Sunday, September 27, 2009
SEVEN POEMS BY ASAD CHOWDHURY
And, then, rushed in,
the dream of correction and compensation,
with pomp and splendour.
No stir of consent, though, in creepers of unknown trees –
Thank God, a pale moon rose,
A pleasant, refreshing slice of moon,
Calling up the forest into view.
– Translated by Masud Mahmood
Perspiring
Cursing my enemies, I say,
The past was vast and long in size,
The future a bit lank by comparison,
Slightly pale, and smaller in bulk as well.
The scope of work has shrunk,
A good reason for lazing around –
No matter how grey the nearer past,
The nearer it snuggles up in a wily way.
I've no desire for new stones,
Yet roaming peaks and caves and beaches goes on.
Just because I'm lucky, something comes along
In return for the old bouquet of flowers, though.
You'd hear the echo of the future
In life, in dream, in memory
Apathetic to judgement, patient and forgiving –
Yet, alas, your body sweats your mendicancy.

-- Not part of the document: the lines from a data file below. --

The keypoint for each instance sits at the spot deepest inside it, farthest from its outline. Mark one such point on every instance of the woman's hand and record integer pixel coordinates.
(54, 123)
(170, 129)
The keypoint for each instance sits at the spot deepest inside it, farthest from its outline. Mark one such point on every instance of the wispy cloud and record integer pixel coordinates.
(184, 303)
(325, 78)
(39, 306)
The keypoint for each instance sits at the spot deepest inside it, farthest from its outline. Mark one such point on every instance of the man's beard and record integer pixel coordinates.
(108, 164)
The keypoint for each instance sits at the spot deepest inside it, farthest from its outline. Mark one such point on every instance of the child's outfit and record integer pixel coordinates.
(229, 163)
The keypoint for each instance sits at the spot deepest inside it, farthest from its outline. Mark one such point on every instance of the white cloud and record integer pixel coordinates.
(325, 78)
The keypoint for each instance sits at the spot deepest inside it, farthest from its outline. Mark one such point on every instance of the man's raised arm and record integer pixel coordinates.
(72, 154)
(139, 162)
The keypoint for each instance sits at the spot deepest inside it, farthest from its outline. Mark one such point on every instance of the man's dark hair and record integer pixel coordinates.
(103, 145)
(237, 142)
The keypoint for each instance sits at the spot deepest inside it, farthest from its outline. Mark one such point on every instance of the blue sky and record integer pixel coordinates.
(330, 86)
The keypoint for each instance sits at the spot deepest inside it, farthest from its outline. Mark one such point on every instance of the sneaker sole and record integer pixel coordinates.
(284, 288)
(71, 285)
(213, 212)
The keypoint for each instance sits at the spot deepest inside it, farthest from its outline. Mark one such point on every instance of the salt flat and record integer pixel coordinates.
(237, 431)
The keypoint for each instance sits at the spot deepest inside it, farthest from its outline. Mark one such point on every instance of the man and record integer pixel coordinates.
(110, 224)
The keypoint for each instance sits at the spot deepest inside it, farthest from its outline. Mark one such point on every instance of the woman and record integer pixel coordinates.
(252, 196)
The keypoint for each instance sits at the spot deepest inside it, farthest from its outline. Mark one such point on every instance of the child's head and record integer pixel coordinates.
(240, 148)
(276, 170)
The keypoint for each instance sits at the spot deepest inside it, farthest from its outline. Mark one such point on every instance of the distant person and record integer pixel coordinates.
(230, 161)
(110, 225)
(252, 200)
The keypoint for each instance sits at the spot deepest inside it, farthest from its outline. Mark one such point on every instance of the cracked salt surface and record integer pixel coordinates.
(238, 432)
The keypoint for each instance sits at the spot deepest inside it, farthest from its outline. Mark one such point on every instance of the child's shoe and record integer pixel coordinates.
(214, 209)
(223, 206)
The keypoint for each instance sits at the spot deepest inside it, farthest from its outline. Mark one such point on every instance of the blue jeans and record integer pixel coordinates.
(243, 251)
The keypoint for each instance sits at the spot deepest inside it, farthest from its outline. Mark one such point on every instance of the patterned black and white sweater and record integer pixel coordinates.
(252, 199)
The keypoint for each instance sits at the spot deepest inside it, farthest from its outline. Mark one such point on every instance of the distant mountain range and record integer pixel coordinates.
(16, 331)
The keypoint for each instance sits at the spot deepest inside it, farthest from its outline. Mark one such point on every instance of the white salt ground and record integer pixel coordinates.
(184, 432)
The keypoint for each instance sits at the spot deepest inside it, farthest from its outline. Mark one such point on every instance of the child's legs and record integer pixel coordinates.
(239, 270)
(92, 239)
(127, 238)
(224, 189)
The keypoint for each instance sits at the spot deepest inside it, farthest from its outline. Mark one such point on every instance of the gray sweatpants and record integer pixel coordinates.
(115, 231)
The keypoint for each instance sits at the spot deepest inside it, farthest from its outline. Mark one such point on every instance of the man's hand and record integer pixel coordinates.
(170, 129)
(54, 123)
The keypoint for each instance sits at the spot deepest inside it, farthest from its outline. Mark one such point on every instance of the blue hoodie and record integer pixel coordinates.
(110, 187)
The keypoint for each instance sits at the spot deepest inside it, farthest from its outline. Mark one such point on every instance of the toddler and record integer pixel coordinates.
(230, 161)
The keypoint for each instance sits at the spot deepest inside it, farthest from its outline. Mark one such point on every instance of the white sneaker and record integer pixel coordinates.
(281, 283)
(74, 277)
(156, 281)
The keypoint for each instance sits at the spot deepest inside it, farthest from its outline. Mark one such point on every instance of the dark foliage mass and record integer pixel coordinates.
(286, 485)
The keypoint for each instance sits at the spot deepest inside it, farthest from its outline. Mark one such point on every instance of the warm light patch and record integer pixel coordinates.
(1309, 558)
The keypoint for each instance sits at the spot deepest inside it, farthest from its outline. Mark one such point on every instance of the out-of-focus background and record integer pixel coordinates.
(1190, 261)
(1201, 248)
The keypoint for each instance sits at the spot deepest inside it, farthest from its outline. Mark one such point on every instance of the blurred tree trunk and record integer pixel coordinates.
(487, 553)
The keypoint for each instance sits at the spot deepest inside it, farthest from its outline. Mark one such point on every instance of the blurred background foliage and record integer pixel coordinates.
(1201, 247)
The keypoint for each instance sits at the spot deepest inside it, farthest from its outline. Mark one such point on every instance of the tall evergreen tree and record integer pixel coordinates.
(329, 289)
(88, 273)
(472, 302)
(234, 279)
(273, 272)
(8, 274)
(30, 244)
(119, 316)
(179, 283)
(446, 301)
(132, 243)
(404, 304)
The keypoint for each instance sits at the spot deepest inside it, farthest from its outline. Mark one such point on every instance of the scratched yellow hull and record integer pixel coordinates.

– Translated by Masud Mahmood
Émigré
Not self-exiled,
The émigré is a little piqued.
Letters pile up slowly
And lists of orders from home
Are strewn feathers of swans –
Still he kisses the lips of the moon
Still, alas, his lips burn on.
He tenderly takes his secrets out
From the bright shirts of clouds
And then murmurs cryptic mantras
Over his cherished secrets alone.
When he is a little drunk and undone
He sees Bangladesh at every turn.
Not a deportee by choice,
The émigré is really piqued.
Else why should he ask,
Why I'm a wandering alien, then?
– Translated by Masud Mahmood
Dream-wall
Dreams have no doors nor walls
They wander like open skies,
White birds
flying
circling
In the deep blue sky.
Some raise charming walls in dreams
Wishing to snatch away dreams
Desiring to cover them up in dresses
Clumsy and awkward like camels –
This is their ambition.
Only poets can hear
The lament for power.
Are dreams, then, some hopeless expectations
Shut up within walls?
– Translated by Masud Mahmood
Wrong Map In Hand
Has the stone broken?
So what.
The heart is broken.
Let it be.
Yet I’ve got the vast sky
And a wide window of my own.
The inhaler in pocket,
I still relish
The pranks of the wind.
The wrong map in hand,
I’ve passed my days and nights,
Living unseemly, wandering aimlessly,
My starving midday rolling into the afternoon.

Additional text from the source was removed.